O levantamento não está imune a questionamentos, contudo,
como mostrou a Folha no domingo passado. Existe a suspeita
de que o número de homicídios
-46.653 em 2006- esteja subestimado, pois muitos outros
poderiam estar mascarados sob
um número anormalmente elevado de mortes classificadas nas
declarações de óbito sob "intenção indeterminada" (suicídios,
homicídios ou acidentes). Desde
1996, essa rubrica nunca ficou
abaixo de 8% das mortes por
causas externas.
Em alguns Estados a proporção alcança nível ainda mais
anômalo, como São Paulo, com
17,3% de casos indeterminados
em 2005. Na outra ponta estão
Acre, Alagoas e Distrito Federal,
abaixo de 1% -uma alarmante
dispersão de critérios no preenchimento das certidões de óbito.
No caso paulista, há um complicador adicional a erodir a confiabilidade dos dados: a parcela
de "intenção indeterminada"
entre as mortes por razões externas está crescendo. Em 1999,
atingia 6,4%; no ano seguinte,
mais que dobrou (13,2%), chegando a 17,3% seis anos depois.
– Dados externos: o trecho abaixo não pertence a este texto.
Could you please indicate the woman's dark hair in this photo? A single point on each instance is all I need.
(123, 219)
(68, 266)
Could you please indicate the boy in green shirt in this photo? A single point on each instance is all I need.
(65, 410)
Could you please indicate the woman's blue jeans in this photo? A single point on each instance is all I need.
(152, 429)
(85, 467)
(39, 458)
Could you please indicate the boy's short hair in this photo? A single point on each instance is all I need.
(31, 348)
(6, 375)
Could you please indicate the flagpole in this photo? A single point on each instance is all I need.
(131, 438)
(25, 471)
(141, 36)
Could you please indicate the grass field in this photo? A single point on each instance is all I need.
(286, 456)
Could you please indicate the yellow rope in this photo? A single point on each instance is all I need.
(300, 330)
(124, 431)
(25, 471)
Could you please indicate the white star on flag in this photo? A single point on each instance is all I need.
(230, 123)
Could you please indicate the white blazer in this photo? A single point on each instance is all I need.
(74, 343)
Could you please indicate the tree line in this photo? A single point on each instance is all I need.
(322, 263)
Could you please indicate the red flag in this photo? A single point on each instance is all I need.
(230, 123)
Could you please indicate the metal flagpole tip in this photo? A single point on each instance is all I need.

Não há evidência de manipulação de dados, mesmo porque a
eventual distorção não alteraria
a tendência de queda dos homicídios no Estado. Sobram indícios, porém, de que tal volatilidade nas estatísticas de saúde as
tornam de valia reduzida para
planejar o combate ao crime.
As estatísticas criminais produzidas pelas secretarias de segurança pública são ainda mais
limitadas que as do Datasus. Cabe ao Ministério da Justiça priorizar a criação de um banco de
dados similar, alimentado pelos
governos estaduais. Ao lado da
repressão ao tráfico de armas e
drogas nas fronteiras, permanece uma atribuição do governo federal ainda não efetivada.